L'érosion des piliers : Quand la santé dicte l'agenda politique
L'éviction de Niat Njifenji et de Cavaye Yeguie n'est pas seulement politique, elle est biologique. Préoccupés par des soucis de santé de plus en plus handicapants, ces deux dinosaures n'étaient plus en mesure d'assurer la mobilisation de leurs fiefs respectifs - l'Ouest et l'Extrême-Nord - pour le RDPC. Dans le contexte d'une élection présidentielle du 12 octobre 2025 vécue comme « douloureuse » par le système, les maintenir à leurs postes aurait été suicidaire. Mais ce « nettoyage » par la base interroge le cas de Paul Biya. Si ses amis ont été sacrifiés sur l'autel de la performance et de la vigueur, qu'en est-il du Chef de l'État qui, lui-même, a montré des signes de faiblesse alarmants lors de ses dernières apparitions ? Compte-t-il profiter des charmes du palais jusqu'au dernier souffle accordé par le Ciel, ou prépare-t-il son propre retrait ?
Le 24 mars : Le sacre des nouveaux visages du RDPC
Il convient de souligner que ces grands bouleversements interviennent à l'aube de l'anniversaire du RDPC le 24 mars. Ce sont donc deux nouvelles personnalités de premier plan qui seront aux avant-postes pour ce qui s'annonce comme la célébration nationale de la victoire de Paul Biya à la dernière élection présidentielle. Cette coïncidence de calendrier n'est pas fortuite : elle permet de légitimer la nouvelle architecture institutionnelle dans une ferveur partisane, tout en affichant une image d'unité et de force retrouvée pour le « Parti du Flambeau ardent ».
L'Article 66 : Le verrou de la transparence sacrifié
Au cœur de cette manœuvre de refondation institutionnelle, l'Article 66 de la Constitution fait figure de cible prioritaire. Cette disposition, qui impose aux hauts dirigeants la déclaration de leurs biens, est restée une « lettre morte » depuis 1996. En profitant de l'ouverture du chantier de la Vice-Présidence, le régime pourrait définitivement rayer ce texte de la Loi fondamentale. L'enjeu est de taille : offrir une amnistie de fait et un bouclier juridique à l'élite dirigeante actuelle avant la passation définitive du témoin.
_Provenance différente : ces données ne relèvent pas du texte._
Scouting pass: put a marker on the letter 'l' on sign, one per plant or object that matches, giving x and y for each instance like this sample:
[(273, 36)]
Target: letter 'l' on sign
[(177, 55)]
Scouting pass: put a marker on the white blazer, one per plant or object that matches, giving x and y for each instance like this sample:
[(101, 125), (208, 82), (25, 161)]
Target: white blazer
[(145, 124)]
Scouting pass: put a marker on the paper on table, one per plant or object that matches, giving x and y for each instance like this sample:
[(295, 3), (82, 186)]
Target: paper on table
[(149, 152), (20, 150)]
Le RGPH : Le levier du redécoupage électoral
Le calendrier politique est désormais dicté par les statistiques. Le Recensement Général de la Population et de l’Habitat (RGPH), prévu pour avril-mai 2026, est l'argument massue pour retarder les législatives et municipales. Ces chiffres permettront au RDPC de pilonner la carte administrative, créant de nouvelles circonscriptions sur mesure. Ce n'est qu'après ce remodelage territorial et la formation d'un probable nouveau gouvernement que le jeu électoral pourra véritablement reprendre, laissant l'opposition face à une machine de guerre électorale rénovée.
Le radar de Komiaza :
Le Cameroun n'a jamais été aussi proche du grand basculement. Mais attention, construire un boulevard pour un Vice-Président en sacrifiant la transparence et en ignorant les signes de fatigue au sommet est un pari risqué. La stabilité d'un pays ne se gagne pas par des manœuvres de coulisses, mais par la vérité. Le peuple, lui, observe ce crépuscule des idoles en attendant l'aube d'une ère nouvelle.